Suchen in staubigen Archiven bringt manchmal doch etwas ans Tageslicht. Auch wenn es schon länger her ist, kann man bei der Nacherzählung ja die Gegenwartsform verwenden:
…Klaus fühlt sich in Wohlde nicht wohl. Mit seinen 14 Jahren ist er jetzt in der letzten Klasse der Dorfschule. Der Lehrer hat nichts Besonderes an ihm entdeckt, das ihn zu einer “Karriere” befähigen könnte. Naja, seine zugezogene ledige Mutter ist in der Hierarchie des Dorfes ganz unten. Und er sieht für sich auch keinenBlumentopf. Die neue “Bewegung” verspricht zwar vieles für aufstrebende und wehrhafte junge Männer. Aber die Söhne der Bauern und Handwerker sind eben in allen Belangen besser. Sie haben die schöneren Uniformen und die richtigen Namen. Marschieren können sie auch…
Klaus brütet so vor sich hin. Die Freunde, mit denen er als Kind spielte, wurden Pimpfe und Fremde für Klaus. Er gehört nicht dazu. Klaus beschließt wegzugehen.
Also braucht er nur den Zug um 15:22 Uhr nach Schleswig zu nehmen und wird dann schon sehen, wie es weitergeht. Das Geld für die Fahrkarte und einen Notgroschen hat er schon auf der hohen Kante, ohne dass er seine Mutter bestehlen muss. Was er so für die ersten ein oder zwei Tage zum Essen braucht, kann er sich in der Küche machen. Seine Mutter ist ohnehin nicht da, weil sie als “Minna” bei einem der hiesigen Bauern dient. Klaus schreibt noch einen Zettel “Komme bald wieder” und legt ihn auf den Küchentisch. Mit dem Zug geht es in der 3. Klasse in die große Stadt. Hollingstedt, Groß-Rheide, Kropp und Jagel ruckeln vorbei und dann zeigt sich die Schlei – der Weg in die Welt!
Der Weg zur Schlei ist leicht zu finden.

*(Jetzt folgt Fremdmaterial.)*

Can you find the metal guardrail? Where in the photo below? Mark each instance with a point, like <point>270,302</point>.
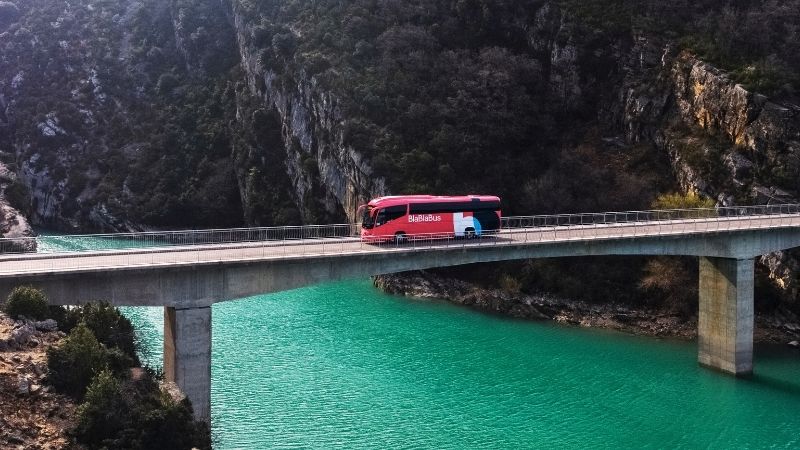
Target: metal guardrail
<point>326,245</point>
<point>314,234</point>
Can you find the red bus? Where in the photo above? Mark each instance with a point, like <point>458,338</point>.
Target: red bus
<point>405,216</point>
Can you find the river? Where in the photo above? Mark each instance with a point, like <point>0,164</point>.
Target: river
<point>343,365</point>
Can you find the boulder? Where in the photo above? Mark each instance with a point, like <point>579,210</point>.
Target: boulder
<point>23,385</point>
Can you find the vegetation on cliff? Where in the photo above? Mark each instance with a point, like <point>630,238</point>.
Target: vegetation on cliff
<point>120,404</point>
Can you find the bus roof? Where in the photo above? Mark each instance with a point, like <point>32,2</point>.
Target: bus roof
<point>393,200</point>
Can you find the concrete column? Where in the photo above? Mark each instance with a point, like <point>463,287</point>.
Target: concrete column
<point>725,321</point>
<point>187,355</point>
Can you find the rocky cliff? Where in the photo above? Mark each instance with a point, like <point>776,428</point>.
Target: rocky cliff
<point>140,113</point>
<point>730,144</point>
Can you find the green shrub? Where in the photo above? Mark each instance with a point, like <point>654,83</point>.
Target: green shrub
<point>74,363</point>
<point>136,414</point>
<point>689,200</point>
<point>28,302</point>
<point>108,325</point>
<point>510,284</point>
<point>102,414</point>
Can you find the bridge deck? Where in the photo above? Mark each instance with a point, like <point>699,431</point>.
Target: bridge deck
<point>108,260</point>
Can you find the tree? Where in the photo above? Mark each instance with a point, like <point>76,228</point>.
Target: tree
<point>689,200</point>
<point>27,302</point>
<point>74,363</point>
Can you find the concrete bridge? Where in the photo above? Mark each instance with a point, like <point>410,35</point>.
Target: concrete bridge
<point>187,271</point>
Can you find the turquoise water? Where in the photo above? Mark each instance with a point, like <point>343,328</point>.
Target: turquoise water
<point>345,366</point>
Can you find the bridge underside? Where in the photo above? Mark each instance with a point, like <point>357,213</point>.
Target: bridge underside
<point>188,290</point>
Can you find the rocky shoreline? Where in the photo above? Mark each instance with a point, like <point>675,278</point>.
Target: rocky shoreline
<point>31,415</point>
<point>775,328</point>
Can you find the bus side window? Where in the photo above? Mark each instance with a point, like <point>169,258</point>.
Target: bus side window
<point>390,213</point>
<point>380,217</point>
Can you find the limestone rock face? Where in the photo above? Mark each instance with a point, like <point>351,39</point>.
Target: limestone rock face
<point>732,145</point>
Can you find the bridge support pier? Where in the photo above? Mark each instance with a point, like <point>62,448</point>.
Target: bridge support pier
<point>725,320</point>
<point>187,355</point>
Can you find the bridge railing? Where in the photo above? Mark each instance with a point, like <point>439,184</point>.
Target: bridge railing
<point>645,216</point>
<point>313,234</point>
<point>180,238</point>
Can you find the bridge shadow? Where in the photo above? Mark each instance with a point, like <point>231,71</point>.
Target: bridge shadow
<point>775,384</point>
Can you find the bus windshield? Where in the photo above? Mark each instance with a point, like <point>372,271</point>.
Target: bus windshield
<point>367,221</point>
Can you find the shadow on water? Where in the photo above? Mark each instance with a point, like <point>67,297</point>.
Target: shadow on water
<point>774,384</point>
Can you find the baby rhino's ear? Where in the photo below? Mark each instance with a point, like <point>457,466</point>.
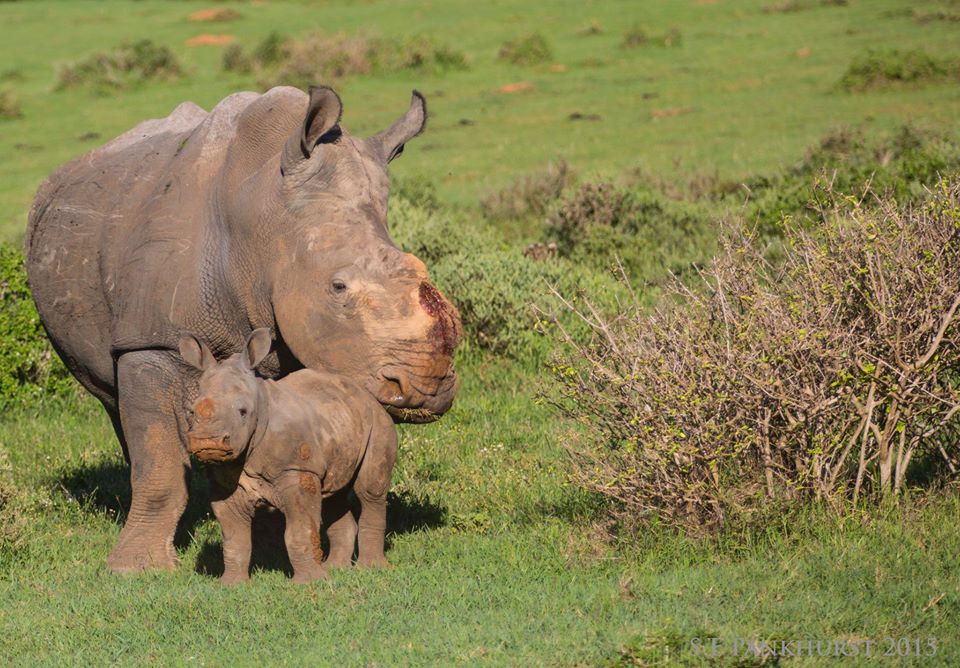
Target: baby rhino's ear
<point>195,352</point>
<point>258,346</point>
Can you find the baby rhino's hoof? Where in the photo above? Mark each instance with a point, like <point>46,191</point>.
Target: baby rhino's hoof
<point>379,561</point>
<point>312,575</point>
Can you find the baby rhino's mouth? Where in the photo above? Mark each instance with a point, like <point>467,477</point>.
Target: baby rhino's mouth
<point>210,449</point>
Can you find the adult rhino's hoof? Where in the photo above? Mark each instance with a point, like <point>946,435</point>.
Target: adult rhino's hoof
<point>232,580</point>
<point>373,562</point>
<point>137,559</point>
<point>312,575</point>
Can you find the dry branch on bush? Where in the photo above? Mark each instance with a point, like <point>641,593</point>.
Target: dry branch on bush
<point>823,377</point>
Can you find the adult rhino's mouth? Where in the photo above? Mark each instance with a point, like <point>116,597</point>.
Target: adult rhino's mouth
<point>411,399</point>
<point>210,449</point>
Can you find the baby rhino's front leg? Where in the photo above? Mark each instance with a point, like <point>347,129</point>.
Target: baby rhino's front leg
<point>300,498</point>
<point>235,515</point>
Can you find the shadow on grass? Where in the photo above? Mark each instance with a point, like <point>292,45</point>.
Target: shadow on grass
<point>105,489</point>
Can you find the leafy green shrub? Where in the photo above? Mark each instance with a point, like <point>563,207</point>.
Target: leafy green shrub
<point>9,105</point>
<point>822,378</point>
<point>324,57</point>
<point>528,195</point>
<point>235,59</point>
<point>897,165</point>
<point>883,68</point>
<point>528,50</point>
<point>29,369</point>
<point>503,297</point>
<point>651,234</point>
<point>126,65</point>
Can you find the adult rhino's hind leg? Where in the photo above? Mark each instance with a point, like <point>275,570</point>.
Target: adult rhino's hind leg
<point>149,389</point>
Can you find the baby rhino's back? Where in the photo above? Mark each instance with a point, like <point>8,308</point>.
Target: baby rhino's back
<point>323,422</point>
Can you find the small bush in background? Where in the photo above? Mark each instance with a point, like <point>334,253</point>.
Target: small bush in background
<point>650,234</point>
<point>825,378</point>
<point>636,37</point>
<point>330,56</point>
<point>496,289</point>
<point>126,65</point>
<point>896,165</point>
<point>884,68</point>
<point>530,49</point>
<point>235,59</point>
<point>9,105</point>
<point>528,195</point>
<point>593,27</point>
<point>29,368</point>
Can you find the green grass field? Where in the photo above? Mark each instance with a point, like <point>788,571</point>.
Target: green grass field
<point>498,558</point>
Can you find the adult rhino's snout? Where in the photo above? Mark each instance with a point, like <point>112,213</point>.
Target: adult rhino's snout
<point>445,333</point>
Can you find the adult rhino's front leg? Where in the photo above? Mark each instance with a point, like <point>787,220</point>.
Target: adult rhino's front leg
<point>149,386</point>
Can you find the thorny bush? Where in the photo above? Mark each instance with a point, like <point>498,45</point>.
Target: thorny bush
<point>824,377</point>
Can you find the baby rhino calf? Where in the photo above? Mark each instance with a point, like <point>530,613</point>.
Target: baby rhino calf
<point>288,444</point>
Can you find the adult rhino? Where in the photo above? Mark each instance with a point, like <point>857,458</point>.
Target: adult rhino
<point>261,213</point>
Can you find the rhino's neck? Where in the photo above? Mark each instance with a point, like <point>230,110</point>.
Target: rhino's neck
<point>264,410</point>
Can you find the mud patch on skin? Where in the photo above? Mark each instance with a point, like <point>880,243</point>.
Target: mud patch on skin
<point>205,408</point>
<point>315,547</point>
<point>308,483</point>
<point>445,333</point>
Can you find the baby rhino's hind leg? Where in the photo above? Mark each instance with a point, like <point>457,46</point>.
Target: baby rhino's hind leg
<point>300,499</point>
<point>341,529</point>
<point>371,487</point>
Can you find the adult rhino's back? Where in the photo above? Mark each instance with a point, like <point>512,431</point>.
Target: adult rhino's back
<point>96,220</point>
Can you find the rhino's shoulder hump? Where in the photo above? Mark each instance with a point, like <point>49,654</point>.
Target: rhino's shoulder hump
<point>185,118</point>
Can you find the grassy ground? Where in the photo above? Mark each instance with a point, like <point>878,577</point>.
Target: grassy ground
<point>746,101</point>
<point>498,559</point>
<point>495,561</point>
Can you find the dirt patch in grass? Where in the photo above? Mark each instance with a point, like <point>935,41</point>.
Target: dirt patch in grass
<point>215,15</point>
<point>124,66</point>
<point>669,112</point>
<point>210,40</point>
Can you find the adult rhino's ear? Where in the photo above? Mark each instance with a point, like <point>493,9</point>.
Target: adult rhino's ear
<point>258,347</point>
<point>390,142</point>
<point>195,352</point>
<point>323,118</point>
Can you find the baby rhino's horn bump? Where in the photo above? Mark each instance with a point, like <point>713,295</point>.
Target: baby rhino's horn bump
<point>308,483</point>
<point>205,408</point>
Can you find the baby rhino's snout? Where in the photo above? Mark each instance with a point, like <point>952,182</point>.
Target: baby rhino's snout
<point>207,440</point>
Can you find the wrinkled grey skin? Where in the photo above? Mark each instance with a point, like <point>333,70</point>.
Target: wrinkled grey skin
<point>261,213</point>
<point>300,445</point>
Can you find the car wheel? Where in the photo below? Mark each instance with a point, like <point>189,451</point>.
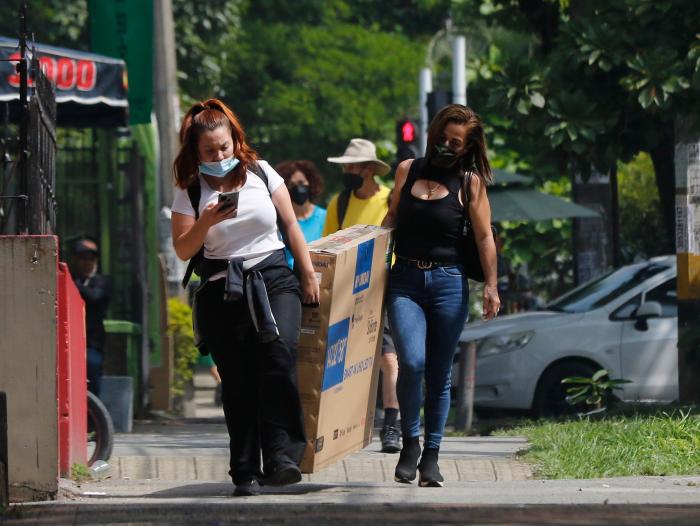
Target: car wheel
<point>550,395</point>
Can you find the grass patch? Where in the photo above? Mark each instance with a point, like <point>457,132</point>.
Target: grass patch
<point>80,473</point>
<point>663,443</point>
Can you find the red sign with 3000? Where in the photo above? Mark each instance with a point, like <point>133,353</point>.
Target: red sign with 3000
<point>67,73</point>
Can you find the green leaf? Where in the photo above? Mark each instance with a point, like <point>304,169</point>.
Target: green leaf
<point>522,107</point>
<point>537,99</point>
<point>602,373</point>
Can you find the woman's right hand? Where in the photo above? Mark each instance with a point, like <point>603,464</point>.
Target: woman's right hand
<point>215,213</point>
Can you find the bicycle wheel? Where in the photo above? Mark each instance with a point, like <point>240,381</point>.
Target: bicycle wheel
<point>100,431</point>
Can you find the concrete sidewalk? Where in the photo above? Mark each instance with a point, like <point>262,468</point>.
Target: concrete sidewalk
<point>175,472</point>
<point>187,451</point>
<point>187,461</point>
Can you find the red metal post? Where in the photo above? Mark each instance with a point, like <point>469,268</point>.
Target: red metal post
<point>72,374</point>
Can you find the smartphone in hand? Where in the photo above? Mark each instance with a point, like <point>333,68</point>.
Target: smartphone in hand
<point>230,200</point>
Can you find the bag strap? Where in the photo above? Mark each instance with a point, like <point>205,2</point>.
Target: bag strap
<point>466,199</point>
<point>257,170</point>
<point>194,192</point>
<point>343,201</point>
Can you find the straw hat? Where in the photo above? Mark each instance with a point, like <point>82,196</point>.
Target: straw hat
<point>362,151</point>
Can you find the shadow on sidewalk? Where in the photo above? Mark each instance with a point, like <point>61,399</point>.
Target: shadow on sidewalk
<point>225,489</point>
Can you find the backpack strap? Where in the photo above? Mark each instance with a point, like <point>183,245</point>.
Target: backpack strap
<point>466,199</point>
<point>194,192</point>
<point>257,170</point>
<point>342,205</point>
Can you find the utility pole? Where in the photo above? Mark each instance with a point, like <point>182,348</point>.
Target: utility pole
<point>166,103</point>
<point>425,86</point>
<point>459,70</point>
<point>687,164</point>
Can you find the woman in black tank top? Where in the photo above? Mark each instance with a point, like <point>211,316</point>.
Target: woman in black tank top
<point>427,300</point>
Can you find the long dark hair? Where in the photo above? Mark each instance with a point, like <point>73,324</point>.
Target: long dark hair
<point>206,116</point>
<point>475,154</point>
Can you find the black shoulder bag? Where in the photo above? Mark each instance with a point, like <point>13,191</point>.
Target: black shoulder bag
<point>472,261</point>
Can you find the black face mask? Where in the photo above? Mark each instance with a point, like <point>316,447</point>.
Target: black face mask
<point>300,193</point>
<point>352,181</point>
<point>443,156</point>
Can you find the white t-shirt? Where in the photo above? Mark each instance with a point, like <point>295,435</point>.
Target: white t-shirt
<point>253,232</point>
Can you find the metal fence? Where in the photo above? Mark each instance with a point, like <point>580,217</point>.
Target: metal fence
<point>28,150</point>
<point>41,162</point>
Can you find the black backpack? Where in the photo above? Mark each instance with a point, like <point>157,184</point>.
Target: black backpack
<point>194,192</point>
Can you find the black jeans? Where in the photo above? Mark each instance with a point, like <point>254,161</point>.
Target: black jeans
<point>259,381</point>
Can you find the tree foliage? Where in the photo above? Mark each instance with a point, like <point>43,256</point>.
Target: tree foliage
<point>588,83</point>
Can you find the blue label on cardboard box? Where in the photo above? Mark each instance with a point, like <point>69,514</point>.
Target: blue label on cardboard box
<point>363,266</point>
<point>335,353</point>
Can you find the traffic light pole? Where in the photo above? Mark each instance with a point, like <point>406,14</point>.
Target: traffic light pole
<point>687,161</point>
<point>425,86</point>
<point>459,69</point>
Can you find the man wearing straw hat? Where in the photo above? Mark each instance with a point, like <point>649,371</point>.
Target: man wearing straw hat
<point>365,201</point>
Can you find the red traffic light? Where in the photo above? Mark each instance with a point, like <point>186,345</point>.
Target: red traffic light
<point>408,132</point>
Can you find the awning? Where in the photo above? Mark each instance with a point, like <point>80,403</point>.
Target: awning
<point>525,204</point>
<point>91,90</point>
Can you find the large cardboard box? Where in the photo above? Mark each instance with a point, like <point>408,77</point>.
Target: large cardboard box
<point>340,343</point>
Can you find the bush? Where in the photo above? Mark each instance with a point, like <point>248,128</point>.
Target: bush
<point>186,354</point>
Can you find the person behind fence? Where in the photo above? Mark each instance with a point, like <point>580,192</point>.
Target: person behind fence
<point>247,312</point>
<point>95,289</point>
<point>428,291</point>
<point>305,185</point>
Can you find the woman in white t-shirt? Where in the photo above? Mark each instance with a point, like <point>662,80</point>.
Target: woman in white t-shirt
<point>258,371</point>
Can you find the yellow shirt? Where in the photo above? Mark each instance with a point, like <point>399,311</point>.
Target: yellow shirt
<point>359,212</point>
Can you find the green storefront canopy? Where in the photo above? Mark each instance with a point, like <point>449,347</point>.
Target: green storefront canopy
<point>525,204</point>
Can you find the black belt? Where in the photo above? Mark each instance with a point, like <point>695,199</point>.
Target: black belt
<point>423,264</point>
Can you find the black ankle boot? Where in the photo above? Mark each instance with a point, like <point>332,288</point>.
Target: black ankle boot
<point>430,476</point>
<point>408,461</point>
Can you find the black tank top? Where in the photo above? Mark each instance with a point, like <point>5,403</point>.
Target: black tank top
<point>430,230</point>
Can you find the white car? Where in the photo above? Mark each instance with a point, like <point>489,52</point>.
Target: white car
<point>624,321</point>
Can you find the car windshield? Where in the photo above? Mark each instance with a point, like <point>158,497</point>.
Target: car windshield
<point>601,290</point>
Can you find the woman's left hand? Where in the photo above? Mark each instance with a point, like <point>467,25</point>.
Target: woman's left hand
<point>492,303</point>
<point>310,292</point>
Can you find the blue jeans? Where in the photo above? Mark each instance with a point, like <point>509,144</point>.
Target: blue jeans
<point>427,310</point>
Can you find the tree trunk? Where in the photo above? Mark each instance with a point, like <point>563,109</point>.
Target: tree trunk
<point>664,167</point>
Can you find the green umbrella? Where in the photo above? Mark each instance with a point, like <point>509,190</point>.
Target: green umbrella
<point>525,204</point>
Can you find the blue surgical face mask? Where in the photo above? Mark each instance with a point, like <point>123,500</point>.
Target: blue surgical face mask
<point>218,168</point>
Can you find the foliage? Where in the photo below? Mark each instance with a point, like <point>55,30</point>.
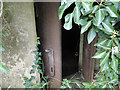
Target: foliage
<point>37,67</point>
<point>98,18</point>
<point>3,35</point>
<point>2,67</point>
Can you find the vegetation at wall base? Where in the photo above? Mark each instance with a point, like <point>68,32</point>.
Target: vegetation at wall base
<point>97,18</point>
<point>39,68</point>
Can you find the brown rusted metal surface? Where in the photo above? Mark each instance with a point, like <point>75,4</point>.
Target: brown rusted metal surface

Außerdem war Klaus schon einmal mit seiner Mutter in Schleswig gewesen und hat eine Vorstellung von dieser Stadt.
Gegenüber vom Dom geht ein Weg über die Wiesen zur Schlei und den Bootshäusern. Da der Dom nicht zu übersehen ist, geht Klaus wohlgemut die Plessenstraße entlang und dann auf den Wiesendamm.
Klaus begeht zum ersten Mal in seinem Leben etwas Unrechtes, nimmt sich das Paddelboot,
schleppt es zum Wasser und paddelt los. Dass er dabei nasse Füße bekommt, bermerkt er nicht. Er paddelt wie ein Wilder, bis er die Landzunge bei den Bootshäusern und dem Luisenbad umrundet hat. Er steuert jetzt die Möweninsel an und merkt erst jetzt, dass sich das Boot langsam mit Wasser füllt. Und Klaus kann nicht schwimmen… Klaus’ Leichnam wurde Tage später am Ufer der Königswiesen gefunden. Die Schleswiger Nachrichten haben nichts über den namenlosen Jungen geschrieben. Das Amt hat für eine Beerdigung auf dem Friedhof am Stadtfeld gesorgt.